What Will Grow
By: Louise Innes
Tentative Spring steps forward, toddler-like she falters into a blanket of white snow and slowly pulling herself to standing, she shakily begins again her sally forth to summer.
On a warm afternoon in April, I step into my sun-kissed yard. Tiny green shoots puncture the cold black earth, plump red promises of blowsy peony blooms, thrust skyward, and the branches of the large crab apple tree shimmer in a chill breeze, pregnant with pale pink blossom. Hardy shrubs and small trees unfurl tiny, lime green flags along their bare stems and twigs and in between the decorative bunting for this celebration of renewal, the eye begins to pick up the gaps and spaces left by the death of winter.
Bare stems within which the sap will no longer rise, the Chinook side of shrubs wind burnt and frosted to a bone dry skeleton, and bare dark earth, barren and empty where once a beloved iris or bleeding heart once thrived.
There follows the gardeners mourning and regret. The bitter twists of goodbye, even as a guilty stash of garden center receipts clutter the back corner of the kitchen counter.

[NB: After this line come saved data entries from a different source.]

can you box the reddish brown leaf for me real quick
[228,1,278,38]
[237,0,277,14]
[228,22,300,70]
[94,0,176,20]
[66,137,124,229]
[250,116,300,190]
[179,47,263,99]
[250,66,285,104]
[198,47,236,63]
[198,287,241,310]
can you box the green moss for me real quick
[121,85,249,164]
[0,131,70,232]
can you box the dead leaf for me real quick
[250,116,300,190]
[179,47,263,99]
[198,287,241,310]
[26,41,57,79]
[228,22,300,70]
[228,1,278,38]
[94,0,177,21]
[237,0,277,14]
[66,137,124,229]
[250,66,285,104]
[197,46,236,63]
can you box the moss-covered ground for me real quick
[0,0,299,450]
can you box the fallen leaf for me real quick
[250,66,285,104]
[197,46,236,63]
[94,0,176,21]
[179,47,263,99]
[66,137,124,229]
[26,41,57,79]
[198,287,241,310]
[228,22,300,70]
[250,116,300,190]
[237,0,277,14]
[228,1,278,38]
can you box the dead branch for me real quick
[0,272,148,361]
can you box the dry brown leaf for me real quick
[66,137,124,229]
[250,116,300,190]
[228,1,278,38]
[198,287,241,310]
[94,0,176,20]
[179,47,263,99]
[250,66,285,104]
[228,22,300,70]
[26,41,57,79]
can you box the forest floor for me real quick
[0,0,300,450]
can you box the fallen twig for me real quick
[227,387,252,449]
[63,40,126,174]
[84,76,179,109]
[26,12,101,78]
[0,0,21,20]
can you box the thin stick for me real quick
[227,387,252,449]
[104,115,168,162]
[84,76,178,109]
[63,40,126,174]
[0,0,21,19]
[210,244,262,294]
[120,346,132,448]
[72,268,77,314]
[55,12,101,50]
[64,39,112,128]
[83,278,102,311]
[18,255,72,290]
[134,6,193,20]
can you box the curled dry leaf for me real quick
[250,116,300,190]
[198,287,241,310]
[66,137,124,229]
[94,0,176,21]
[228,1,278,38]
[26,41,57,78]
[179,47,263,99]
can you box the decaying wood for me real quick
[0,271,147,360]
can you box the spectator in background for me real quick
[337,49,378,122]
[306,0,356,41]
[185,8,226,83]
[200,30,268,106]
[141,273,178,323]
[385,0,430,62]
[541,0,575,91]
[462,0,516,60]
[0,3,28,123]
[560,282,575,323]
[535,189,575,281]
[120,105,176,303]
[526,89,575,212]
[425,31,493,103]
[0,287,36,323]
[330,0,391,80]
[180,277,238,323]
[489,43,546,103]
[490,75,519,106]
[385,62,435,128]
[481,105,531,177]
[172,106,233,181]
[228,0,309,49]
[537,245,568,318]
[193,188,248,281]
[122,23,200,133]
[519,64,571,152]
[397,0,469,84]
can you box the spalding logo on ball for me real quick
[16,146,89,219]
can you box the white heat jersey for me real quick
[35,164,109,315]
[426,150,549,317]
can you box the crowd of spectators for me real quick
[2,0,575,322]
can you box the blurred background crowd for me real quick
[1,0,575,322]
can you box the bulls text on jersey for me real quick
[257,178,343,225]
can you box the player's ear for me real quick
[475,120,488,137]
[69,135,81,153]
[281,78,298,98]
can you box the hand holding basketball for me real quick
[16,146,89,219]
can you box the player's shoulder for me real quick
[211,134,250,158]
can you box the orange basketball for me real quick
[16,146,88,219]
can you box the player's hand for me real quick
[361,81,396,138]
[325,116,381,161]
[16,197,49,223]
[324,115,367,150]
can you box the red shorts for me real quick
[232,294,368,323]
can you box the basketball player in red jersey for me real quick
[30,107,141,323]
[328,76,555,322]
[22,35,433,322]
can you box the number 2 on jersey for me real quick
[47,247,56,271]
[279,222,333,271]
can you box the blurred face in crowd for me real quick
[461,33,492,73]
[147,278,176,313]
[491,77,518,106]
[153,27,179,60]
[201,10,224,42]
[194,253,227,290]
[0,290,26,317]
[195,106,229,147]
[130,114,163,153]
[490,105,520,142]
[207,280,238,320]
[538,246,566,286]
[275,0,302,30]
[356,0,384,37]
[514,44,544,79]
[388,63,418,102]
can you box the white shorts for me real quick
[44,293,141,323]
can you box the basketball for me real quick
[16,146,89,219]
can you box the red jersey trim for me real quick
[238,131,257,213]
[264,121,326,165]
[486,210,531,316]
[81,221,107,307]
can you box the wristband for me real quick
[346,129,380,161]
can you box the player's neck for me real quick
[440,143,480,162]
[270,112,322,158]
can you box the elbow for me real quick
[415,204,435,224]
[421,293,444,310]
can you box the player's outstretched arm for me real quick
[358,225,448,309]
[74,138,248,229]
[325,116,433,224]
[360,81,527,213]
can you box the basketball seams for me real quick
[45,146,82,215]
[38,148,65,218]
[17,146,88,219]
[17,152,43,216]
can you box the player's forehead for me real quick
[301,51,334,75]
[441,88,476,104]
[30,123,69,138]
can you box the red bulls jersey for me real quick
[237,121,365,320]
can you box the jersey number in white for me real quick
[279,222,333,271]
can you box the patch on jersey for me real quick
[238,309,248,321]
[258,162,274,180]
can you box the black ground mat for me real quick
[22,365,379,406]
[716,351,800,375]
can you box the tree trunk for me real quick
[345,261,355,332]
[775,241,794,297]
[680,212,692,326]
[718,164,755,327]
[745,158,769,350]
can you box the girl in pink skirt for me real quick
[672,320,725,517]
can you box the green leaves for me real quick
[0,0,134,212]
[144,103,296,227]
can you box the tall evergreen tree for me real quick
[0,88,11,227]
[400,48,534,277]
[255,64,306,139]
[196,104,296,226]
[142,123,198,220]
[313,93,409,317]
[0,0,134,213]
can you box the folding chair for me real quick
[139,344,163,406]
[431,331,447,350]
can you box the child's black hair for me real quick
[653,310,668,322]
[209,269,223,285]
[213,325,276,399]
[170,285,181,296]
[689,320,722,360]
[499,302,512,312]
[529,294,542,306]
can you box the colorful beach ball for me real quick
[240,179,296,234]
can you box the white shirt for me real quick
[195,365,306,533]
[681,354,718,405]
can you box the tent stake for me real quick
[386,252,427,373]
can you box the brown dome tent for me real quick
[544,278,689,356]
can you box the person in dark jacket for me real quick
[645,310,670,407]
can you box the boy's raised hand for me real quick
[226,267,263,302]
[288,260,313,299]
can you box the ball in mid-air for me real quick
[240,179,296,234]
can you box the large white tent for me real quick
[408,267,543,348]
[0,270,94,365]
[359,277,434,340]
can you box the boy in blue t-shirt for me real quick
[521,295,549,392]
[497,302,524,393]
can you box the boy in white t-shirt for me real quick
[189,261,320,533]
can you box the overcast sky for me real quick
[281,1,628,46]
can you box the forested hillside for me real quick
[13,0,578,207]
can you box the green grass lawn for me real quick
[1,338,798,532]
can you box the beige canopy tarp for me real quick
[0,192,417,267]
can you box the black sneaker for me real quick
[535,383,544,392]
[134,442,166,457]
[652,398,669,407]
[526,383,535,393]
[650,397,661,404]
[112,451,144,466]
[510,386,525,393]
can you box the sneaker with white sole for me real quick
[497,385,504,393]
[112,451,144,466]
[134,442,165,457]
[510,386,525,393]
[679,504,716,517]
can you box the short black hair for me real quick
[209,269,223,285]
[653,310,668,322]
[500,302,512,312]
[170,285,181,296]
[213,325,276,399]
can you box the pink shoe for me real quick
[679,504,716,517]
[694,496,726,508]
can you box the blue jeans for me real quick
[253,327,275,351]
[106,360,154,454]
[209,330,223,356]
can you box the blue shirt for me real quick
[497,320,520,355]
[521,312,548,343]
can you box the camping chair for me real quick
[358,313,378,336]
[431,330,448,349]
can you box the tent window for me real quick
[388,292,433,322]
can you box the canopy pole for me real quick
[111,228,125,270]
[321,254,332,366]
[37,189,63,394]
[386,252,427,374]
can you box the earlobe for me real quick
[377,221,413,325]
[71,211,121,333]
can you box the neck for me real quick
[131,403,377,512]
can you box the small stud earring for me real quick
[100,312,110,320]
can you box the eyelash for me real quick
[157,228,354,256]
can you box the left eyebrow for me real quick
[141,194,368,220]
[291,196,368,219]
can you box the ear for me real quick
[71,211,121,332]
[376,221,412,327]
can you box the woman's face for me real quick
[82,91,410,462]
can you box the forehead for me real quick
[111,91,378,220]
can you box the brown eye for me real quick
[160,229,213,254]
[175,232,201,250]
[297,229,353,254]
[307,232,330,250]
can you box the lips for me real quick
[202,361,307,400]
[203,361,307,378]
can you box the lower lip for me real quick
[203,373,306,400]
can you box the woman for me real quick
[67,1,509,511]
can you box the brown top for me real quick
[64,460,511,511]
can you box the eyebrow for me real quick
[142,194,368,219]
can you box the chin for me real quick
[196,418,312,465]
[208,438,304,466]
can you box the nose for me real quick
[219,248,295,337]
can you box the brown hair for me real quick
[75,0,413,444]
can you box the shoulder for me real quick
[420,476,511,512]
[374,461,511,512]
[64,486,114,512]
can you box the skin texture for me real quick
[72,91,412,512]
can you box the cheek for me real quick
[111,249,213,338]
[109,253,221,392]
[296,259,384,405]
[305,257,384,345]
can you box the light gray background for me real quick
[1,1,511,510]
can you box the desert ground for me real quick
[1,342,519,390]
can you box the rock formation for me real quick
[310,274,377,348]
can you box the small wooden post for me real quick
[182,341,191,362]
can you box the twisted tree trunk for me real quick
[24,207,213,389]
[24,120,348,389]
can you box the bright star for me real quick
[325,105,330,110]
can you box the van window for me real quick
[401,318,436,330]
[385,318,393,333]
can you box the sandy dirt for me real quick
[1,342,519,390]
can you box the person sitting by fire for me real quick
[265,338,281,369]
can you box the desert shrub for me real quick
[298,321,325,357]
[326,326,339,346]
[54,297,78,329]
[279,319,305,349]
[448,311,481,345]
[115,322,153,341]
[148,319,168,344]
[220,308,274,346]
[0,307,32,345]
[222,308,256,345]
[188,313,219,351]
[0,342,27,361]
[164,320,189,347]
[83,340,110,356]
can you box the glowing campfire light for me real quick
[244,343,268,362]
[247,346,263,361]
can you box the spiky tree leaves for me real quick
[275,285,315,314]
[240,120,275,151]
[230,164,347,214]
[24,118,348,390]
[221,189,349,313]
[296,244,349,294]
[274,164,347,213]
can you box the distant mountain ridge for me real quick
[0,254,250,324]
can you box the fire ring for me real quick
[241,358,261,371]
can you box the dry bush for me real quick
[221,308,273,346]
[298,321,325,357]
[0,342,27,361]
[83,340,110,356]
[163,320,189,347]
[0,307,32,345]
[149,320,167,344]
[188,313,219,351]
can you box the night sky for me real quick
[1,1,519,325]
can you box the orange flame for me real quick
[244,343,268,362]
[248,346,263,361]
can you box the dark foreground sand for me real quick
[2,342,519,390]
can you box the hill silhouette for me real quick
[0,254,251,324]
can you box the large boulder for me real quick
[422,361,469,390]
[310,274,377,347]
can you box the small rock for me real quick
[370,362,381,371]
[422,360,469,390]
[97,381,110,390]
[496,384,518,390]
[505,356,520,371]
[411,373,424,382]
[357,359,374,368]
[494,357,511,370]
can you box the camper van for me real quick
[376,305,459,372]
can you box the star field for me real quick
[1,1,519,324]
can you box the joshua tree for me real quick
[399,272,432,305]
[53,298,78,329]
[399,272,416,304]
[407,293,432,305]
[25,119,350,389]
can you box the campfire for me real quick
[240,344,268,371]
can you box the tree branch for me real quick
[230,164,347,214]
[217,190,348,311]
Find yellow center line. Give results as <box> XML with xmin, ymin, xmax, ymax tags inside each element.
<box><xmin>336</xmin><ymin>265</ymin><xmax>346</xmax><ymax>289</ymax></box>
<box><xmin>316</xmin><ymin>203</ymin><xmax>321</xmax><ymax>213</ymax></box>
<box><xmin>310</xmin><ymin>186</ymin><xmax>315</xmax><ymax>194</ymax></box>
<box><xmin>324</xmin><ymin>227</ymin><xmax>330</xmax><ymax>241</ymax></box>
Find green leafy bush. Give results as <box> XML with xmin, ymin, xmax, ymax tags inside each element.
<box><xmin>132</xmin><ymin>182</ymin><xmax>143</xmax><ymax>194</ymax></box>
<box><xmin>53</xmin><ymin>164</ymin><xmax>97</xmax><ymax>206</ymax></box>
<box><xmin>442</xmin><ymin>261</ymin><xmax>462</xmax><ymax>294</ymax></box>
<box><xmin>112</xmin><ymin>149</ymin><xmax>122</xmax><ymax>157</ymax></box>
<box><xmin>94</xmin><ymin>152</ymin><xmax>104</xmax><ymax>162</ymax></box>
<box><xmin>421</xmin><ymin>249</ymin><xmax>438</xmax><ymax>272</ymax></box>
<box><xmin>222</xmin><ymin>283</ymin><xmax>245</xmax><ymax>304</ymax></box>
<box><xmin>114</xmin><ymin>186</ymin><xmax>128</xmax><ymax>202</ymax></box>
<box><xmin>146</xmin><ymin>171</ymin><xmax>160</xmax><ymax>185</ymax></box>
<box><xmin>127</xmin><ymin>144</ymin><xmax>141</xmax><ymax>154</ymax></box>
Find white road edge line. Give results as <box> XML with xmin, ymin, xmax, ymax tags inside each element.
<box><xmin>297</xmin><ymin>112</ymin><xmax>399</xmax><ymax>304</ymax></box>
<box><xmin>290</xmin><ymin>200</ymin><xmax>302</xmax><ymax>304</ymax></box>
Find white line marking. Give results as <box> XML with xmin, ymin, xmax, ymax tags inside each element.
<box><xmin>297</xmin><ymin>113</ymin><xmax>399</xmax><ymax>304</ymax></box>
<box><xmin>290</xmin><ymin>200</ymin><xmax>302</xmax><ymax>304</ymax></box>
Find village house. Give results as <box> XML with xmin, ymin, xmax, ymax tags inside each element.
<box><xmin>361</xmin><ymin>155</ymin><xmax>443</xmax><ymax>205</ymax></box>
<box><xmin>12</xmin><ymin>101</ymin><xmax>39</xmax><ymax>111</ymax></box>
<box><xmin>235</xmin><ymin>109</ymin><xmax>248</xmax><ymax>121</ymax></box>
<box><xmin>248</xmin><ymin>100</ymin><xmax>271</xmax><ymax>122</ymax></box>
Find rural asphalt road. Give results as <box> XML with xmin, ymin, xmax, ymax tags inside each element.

Turning back towards the house I take in the grass, a carpet of sunshine reflecting back towards the sky. Here is life! Racing forward to flower in a sea of yellow heads. Running to seed with ease as nodding clocks and floating parachutes, taking to the breeze can attest.
Dandelions will grow in this quixotic, cold climate, on a rough ridge of dry prairie soil shadowed by a city. I make the conscious decision to embrace this life force and enjoy the splashy colour of summer gifted so prematurely in the seasons without rancour.